Stop snoring exercises
There are many snoring exercises that you can try. You’ll learn about some of them here.
For those of you that snore and are overweight, it is important to understand that your weight problem is a contributing factor. So, if the movements here are ineffective, you might try changing your diet or becoming more physically active.
The goal behind these movements is to strengthen or tighten the tissues of the soft palate. A snore is actually the sound of the vibration of the tissues, which are located at the back of your mouth, near the opening to your throat.
The movements should also improve the strength and rigidity of the throat muscles which could be beneficial for sleep apnea. People who snore often can suffer from sleep apnea, too.
In apneas, the muscles of the throat relax to a point where they interfere with breathing. If your sleeping partner says that your loud snores are followed by periods when you appear not to be breathing, you could have sleep apnea.
Singing often and loudly is a fun stop snoring exercise.
Losing weight helps with apnea too. The problem is sometimes caused by fat deposits around the throat that basically strangle you.
There are three kinds of stop snoring exercises that are beneficial. They are moving the whole face, focusing on the lower jaw and exercising the voice.
Exercising Your Face
This stop snoring exercise is also recommended for firming the skin of the neck, which could help to reduce wrinkles and “double chins”.
Sit in a straight-backed chair and tilt your neck backwards to gaze at the ceiling. With your mouth closed, pretend that you are chewing a piece of gum continuously for about 20 seconds.
Chewing gum is sometimes recommended for exercising the jaws and facial muscles. But, it can put undue stress on the jaws. This exercise emulates the movement, but is easier on the jaws.
Focusing on the Lower Jaw
Stop snoring exercises that focus on the lower jaw could have the same benefits as Maxillomandibular advancement, a surgical procedure that pushes the lower jaw forward and is sometimes recommended for sleep apnea.
To begin, simply use the muscles of your face to push your lower jaw out beyond your upper jaw. You should feel your lower teeth extend beyond your upper teeth.
If you have an overbite, this is an unusual position for your jaw. Your overbite could be responsible for weakness in the muscles located at the front of your throat.
Move your lower jaw forward and back for a count of 10. Afterwards, relax your jaw for a few moments and move it from side to side.
You can add another stop snoring exercise to this routine. Using your hand as resistance, try to push your lower jaw down or try to open your mouth. Your hand pushes up to try to keep the mouth closed. The added resistance can help strengthen the muscles faster.
Exercising Your Voice
You use your larynx, your throat muscles and the tissues of the soft palate to sing. Singing often and loudly is a fun stop snoring exercise. You just might need a little privacy to do it.

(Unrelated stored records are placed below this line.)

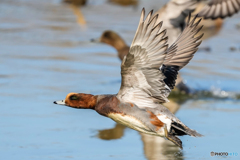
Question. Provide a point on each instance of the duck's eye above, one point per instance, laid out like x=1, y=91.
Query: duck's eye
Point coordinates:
x=73, y=97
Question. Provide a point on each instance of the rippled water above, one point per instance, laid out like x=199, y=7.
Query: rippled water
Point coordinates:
x=46, y=54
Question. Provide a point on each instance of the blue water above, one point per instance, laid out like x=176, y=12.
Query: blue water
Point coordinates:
x=46, y=54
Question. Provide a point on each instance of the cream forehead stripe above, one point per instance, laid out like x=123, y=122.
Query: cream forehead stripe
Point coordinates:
x=62, y=102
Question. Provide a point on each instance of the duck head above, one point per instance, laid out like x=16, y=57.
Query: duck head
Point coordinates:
x=79, y=101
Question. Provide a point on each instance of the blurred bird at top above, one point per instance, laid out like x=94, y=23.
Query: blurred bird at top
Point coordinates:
x=175, y=12
x=124, y=2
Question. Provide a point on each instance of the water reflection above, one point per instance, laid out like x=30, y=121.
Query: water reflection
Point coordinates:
x=75, y=7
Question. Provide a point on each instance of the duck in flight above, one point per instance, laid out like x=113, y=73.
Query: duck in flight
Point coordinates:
x=148, y=74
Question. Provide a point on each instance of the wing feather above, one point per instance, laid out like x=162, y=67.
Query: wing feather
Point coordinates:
x=220, y=9
x=143, y=83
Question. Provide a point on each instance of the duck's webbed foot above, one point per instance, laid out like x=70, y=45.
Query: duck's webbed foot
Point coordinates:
x=172, y=138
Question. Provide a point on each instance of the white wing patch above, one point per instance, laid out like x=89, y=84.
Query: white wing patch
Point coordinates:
x=165, y=120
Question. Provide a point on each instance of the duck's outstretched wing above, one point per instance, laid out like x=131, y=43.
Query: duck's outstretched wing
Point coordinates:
x=220, y=9
x=142, y=79
x=181, y=51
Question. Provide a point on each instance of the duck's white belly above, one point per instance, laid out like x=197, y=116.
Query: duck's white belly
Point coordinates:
x=131, y=122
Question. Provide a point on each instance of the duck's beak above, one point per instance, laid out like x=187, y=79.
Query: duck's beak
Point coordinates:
x=96, y=40
x=62, y=102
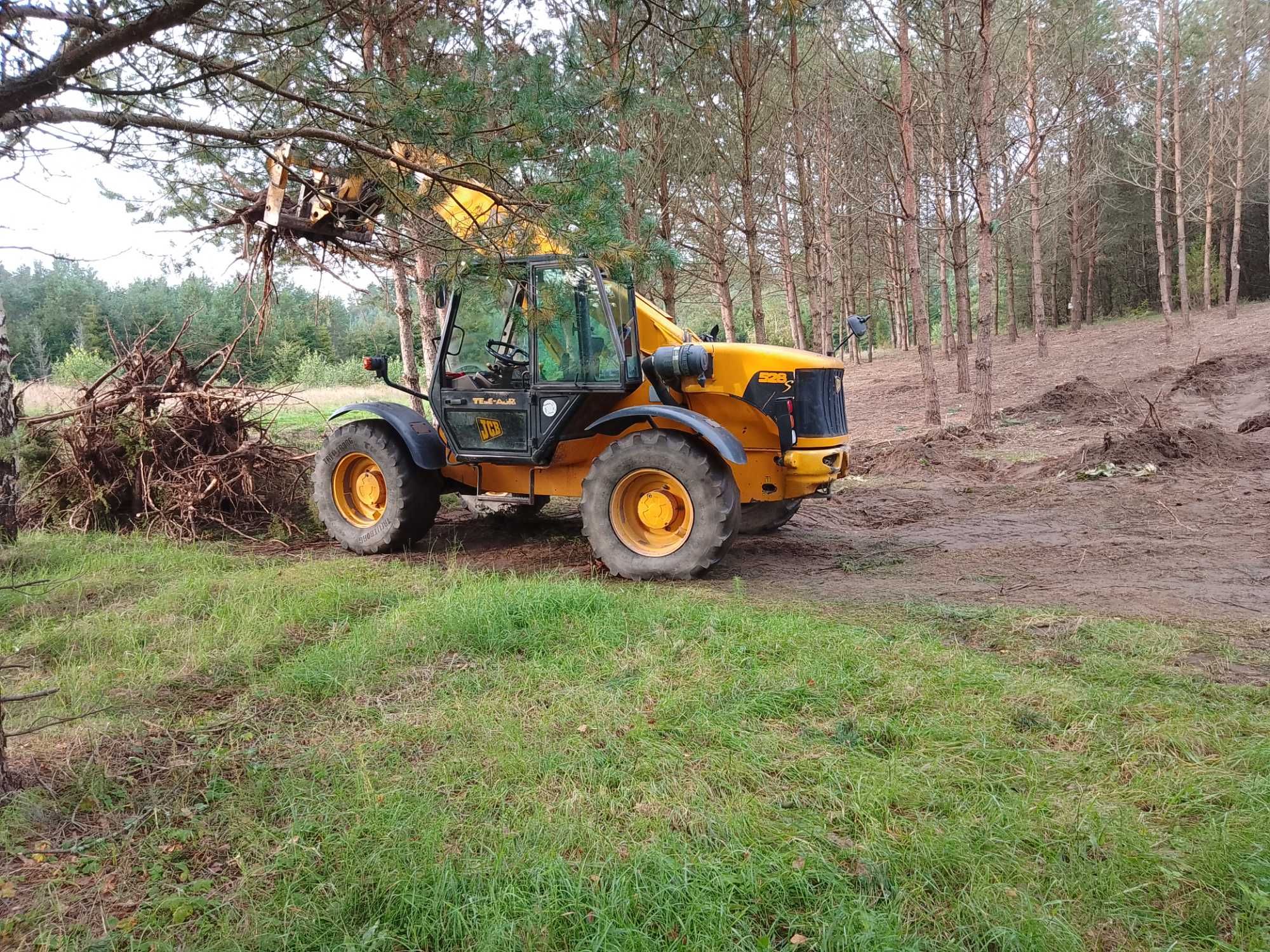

You can run through the scales; do-re-mi-fa-so-la-ti-do. Focus on a single note; la-la-la-la-la-la. And include other consonant sounds that make use of the upper soft palate; ka-ka-ka-ka-ka.
Don’t strain your voice by singing too loudly. Try to focus on using your diaphragm to increase the volume and strength of your voice, rather than simply screaming or yelling.
You can do all of these stop snoring exercises twice a day. It is practically impossible to overdo it, except when you are gazing at the ceiling. Be sure not to overextend your neck.